Single by Elisa

from the album Diari aperti
- Released: January 17, 2019
- Genre: Pop
- Length: 4:00
- Label: Universal
- Songwriter: Elisa Toffoli;
- Producers: Elisa; Andrea Rigonat; Taketo Gohara;

Elisa singles chronology
| "Se piovesse il tuo nome" (2018) | "Anche fragile" (2019) | "Blu" (2019) |

= Anche fragile =

"Anche fragile" is a song by Italian singer Elisa, released through Universal on January 17, 2019, as the second single from her tenth studio album Diari aperti.

== Composition ==
The song, written and composed by Elisa herself, is the main track on the album Diari aperti, emphasizing the singer's dual personality of "strong" but also " vulnerable" depending on life circumstances. Excerpts of stanzas from the lyrics appear on the album cover.

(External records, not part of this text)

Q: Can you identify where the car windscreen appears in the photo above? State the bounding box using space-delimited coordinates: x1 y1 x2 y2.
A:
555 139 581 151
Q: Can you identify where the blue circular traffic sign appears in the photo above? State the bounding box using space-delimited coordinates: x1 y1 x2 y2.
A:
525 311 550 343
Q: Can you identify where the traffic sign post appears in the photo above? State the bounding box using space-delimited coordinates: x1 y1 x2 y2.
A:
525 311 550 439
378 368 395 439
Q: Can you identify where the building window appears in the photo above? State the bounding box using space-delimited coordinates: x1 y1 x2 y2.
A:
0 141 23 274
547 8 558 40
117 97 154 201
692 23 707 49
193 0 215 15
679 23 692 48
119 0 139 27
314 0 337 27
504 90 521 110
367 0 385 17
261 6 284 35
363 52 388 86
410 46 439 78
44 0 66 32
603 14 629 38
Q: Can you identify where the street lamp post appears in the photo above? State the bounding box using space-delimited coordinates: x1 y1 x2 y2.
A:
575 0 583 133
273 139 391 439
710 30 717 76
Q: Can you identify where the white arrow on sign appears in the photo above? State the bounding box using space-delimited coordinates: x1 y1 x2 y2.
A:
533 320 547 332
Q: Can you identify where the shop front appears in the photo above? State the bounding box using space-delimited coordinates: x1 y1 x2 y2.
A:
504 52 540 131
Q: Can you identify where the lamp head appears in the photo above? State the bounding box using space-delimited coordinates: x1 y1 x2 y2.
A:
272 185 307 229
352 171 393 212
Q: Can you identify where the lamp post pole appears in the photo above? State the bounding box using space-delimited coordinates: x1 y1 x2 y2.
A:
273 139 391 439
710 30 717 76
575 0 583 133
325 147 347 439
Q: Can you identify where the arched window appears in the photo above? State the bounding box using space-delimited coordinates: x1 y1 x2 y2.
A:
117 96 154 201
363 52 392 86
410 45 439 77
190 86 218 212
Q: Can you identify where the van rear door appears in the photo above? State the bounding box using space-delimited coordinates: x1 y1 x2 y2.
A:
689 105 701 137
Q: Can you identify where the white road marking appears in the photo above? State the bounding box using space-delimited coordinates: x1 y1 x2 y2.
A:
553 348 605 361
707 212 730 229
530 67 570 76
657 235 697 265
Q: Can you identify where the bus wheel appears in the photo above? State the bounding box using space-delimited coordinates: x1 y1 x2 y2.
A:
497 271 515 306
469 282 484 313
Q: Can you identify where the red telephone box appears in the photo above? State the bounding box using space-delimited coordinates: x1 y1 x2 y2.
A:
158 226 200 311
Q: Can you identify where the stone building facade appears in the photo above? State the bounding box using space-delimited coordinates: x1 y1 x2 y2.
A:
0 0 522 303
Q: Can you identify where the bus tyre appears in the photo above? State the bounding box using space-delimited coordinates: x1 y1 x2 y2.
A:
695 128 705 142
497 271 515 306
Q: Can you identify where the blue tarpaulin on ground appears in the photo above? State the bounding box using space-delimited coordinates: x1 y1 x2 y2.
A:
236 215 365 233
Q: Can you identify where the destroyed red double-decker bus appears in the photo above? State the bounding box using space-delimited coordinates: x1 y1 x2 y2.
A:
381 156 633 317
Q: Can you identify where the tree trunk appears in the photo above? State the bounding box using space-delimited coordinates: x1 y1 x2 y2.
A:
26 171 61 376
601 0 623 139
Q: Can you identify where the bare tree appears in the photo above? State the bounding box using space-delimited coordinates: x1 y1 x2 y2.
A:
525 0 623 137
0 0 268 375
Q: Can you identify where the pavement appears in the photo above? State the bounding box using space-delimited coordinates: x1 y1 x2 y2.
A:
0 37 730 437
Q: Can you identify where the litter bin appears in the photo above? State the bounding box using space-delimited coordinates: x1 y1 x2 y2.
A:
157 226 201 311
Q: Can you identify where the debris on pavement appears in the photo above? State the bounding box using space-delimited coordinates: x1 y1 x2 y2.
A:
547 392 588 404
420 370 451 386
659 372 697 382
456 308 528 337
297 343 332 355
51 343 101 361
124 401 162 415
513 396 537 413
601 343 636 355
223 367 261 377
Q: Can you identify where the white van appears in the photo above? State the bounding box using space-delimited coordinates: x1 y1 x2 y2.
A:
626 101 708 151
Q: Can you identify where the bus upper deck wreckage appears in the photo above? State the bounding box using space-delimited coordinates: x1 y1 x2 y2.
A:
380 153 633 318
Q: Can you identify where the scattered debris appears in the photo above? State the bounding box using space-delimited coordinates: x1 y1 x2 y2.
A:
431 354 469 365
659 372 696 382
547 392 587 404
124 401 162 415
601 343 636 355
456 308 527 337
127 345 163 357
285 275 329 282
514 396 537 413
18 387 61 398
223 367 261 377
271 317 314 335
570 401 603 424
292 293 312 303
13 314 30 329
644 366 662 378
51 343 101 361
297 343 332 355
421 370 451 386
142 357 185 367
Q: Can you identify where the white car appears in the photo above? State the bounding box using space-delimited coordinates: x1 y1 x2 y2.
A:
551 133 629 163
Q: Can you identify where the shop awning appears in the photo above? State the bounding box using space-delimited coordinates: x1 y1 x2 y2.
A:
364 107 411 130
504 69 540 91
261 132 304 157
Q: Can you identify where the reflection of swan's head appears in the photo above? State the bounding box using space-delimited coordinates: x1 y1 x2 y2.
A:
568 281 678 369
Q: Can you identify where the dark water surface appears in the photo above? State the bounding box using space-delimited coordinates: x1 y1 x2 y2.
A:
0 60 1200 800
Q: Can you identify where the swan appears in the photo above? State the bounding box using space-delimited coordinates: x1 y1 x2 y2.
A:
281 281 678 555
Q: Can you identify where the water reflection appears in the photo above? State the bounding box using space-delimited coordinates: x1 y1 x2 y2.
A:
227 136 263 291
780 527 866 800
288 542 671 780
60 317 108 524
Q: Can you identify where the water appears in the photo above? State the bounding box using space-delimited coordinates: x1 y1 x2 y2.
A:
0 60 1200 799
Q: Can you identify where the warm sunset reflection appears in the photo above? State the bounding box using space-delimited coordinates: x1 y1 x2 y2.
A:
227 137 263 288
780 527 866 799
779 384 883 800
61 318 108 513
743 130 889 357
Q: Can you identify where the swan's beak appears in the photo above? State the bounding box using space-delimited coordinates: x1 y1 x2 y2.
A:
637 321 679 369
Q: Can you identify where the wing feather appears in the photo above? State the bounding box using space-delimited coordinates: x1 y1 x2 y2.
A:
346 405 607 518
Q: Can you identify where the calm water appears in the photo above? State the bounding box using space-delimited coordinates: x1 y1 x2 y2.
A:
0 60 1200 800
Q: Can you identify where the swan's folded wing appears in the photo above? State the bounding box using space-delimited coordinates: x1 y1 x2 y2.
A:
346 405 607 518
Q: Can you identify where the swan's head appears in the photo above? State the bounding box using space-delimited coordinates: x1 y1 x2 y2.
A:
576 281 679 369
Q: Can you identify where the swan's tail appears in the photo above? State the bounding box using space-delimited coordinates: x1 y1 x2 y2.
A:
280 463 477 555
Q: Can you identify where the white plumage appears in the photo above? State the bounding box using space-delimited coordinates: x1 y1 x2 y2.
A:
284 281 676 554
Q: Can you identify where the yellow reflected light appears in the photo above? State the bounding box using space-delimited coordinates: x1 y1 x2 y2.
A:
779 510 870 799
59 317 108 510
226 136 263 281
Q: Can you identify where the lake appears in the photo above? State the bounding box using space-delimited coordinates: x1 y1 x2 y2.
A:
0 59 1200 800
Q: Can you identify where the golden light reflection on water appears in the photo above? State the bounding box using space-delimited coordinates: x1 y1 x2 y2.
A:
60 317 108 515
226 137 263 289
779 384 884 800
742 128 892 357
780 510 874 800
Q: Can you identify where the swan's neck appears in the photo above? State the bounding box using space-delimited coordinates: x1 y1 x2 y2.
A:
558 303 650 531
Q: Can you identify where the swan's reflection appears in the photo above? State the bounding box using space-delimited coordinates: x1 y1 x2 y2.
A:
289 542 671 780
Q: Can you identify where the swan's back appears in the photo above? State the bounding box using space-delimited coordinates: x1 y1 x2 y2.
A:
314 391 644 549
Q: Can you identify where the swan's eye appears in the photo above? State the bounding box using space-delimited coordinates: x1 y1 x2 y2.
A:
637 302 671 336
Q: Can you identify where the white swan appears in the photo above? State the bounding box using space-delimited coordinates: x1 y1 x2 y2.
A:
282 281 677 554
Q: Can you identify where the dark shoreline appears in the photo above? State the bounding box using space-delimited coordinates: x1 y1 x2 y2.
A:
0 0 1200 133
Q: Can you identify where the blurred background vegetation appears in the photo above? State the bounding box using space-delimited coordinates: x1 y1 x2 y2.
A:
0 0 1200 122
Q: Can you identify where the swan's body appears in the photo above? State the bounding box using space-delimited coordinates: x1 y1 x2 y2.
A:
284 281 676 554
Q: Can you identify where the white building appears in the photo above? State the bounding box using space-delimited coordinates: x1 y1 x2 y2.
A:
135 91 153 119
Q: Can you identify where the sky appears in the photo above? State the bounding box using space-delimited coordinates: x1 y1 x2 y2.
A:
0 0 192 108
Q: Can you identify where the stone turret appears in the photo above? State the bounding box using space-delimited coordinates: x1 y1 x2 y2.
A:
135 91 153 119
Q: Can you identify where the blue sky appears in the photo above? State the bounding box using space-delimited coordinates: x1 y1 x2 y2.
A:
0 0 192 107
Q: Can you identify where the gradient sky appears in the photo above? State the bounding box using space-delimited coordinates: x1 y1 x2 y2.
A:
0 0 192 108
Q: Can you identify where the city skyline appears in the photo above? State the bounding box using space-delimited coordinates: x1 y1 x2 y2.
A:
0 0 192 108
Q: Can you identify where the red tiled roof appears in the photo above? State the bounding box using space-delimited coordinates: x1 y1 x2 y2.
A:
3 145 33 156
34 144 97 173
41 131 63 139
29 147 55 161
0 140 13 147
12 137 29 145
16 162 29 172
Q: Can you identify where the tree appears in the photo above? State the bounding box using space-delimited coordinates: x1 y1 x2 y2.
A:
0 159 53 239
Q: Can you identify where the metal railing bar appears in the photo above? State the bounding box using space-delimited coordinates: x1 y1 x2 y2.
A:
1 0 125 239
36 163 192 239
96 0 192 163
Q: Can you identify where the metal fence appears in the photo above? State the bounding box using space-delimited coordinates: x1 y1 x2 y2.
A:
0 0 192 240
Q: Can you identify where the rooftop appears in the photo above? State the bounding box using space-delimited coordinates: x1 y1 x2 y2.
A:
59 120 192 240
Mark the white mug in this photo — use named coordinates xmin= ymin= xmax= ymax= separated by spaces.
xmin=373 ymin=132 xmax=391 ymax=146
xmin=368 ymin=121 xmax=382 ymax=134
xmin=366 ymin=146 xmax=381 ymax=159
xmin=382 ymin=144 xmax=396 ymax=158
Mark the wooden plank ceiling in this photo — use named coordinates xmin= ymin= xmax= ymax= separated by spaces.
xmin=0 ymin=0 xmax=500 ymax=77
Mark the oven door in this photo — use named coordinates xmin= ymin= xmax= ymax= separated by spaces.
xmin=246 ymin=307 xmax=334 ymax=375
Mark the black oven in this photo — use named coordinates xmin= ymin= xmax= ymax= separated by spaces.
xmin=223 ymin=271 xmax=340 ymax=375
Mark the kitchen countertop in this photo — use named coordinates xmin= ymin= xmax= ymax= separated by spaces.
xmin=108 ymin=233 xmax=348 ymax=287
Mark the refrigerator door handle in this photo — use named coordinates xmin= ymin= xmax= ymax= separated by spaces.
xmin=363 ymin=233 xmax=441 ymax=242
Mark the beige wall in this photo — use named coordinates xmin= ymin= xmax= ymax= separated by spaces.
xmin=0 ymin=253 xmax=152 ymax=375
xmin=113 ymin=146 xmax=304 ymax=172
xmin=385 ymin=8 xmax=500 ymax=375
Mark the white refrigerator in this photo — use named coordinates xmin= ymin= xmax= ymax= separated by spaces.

In the re-release of the album under the title Diari aperti (segreti svelati), the song was performed in collaboration with Brunori Sas.

== Critics' reception ==
Simone Zani of AllMusic Italia described the song as "a powerful ballad with introspective lyrics". Reviewing the album, Mattia Marzi of Rockol defined the tracks "Anche fragile" and "Promettimi" as "sung in a whisper, almost whispered voice" and musically "accompanied by soft and elegant sounds". Mattia Barro of Rolling Stone Italia wrote that the production of the song "grants entire attention to the intimacy of these lyrics".

== Music video ==
The music video for the song was released on YouTube on 28 February 2018, to accompany the single's release. The video was directed by the duo YouNuts!, at the Bellinzaghi villa in Cernobbio, on Lake Como. The singer performed the song surrounded by images and cameo of her family: her husband Andrea Rigonat and children Emma Cecile and Sebastian.

==Charts==
===Weekly charts===

Chart performance for "Anche fragile"
| Chart (2019) | Peak position |
|---|---|
| Italy (FIMI) | 18 |
| Italy (EarOne Airplay) | 12 |

===Year-end charts===

| Chart (2019) | Position |
|---|---|
| Italy (FIMI) | 75 |

==Certifications==

| Region | Certification | Certified units/sales |
| Italy (FIMI) | 2× Platinum | 140,000^{‡} |
^{‡} Sales+streaming figures based on certification alone.